BTW, the Verona Opera Festival laughed off pressure to change its Aida. Some American soprano left in a huff but they didn't care. Italians won't be bullied about opera.
Posted by: Diana | September 12, 2022 at 09:58 PM
People who don't even go to the ballet working to destroy the art form ... I'll never understand ...
Posted by: Bee | September 14, 2022 at 03:50 PM
Is it true that some ballet companies are deleting the Arabian dance and Chinese Tea dance from the Nutcracker? Pretty soon it will be banned completely. Will Aida be dropped from the Met?
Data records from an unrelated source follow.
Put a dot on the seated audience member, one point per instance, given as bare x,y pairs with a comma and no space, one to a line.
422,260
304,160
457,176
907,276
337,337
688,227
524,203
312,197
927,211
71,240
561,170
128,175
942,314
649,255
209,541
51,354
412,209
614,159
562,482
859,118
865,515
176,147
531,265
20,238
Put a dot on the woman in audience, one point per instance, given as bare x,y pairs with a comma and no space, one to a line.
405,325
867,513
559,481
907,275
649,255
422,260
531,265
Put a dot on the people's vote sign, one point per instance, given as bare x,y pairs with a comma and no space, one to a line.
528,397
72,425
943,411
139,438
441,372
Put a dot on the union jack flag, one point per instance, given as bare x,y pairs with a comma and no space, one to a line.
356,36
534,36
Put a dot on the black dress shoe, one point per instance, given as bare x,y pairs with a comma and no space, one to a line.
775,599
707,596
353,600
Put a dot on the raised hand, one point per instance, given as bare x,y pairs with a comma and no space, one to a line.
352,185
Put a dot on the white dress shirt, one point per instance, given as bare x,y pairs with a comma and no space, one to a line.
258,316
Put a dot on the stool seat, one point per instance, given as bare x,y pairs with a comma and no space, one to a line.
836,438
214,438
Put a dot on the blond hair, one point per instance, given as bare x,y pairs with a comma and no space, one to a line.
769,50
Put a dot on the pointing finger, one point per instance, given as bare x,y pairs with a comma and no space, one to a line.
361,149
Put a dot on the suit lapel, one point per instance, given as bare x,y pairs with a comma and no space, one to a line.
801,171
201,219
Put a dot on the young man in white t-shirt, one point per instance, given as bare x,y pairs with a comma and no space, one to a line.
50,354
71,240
As my dad used to say, this is not my world anymore.
Posted by: Pat | September 15, 2022 at 06:48 PM
I wondered if the reason City Ballet added La Sonnambula was Sterling Hyltin, since she is retiring in early December and that is a work she has traditionally done. Don't know whose idea it might have been -- Ms Hyltin or the company -- but that is what I was thinking. Fall schedule also has three Stravinsky works she does. I am looking forward to that as I have always enjoyed her in Stravinsky. I thought I might have already seen the last of Herman Cornejo as Puck the last time ABT did Dream, so was thrilled to see he is doing it again.
On the Arabian and Chinese Tea dances in the Nut, I don't know about other companies, but I know NYCB made some changes in the Chinese dance a couple years ago, but left it in.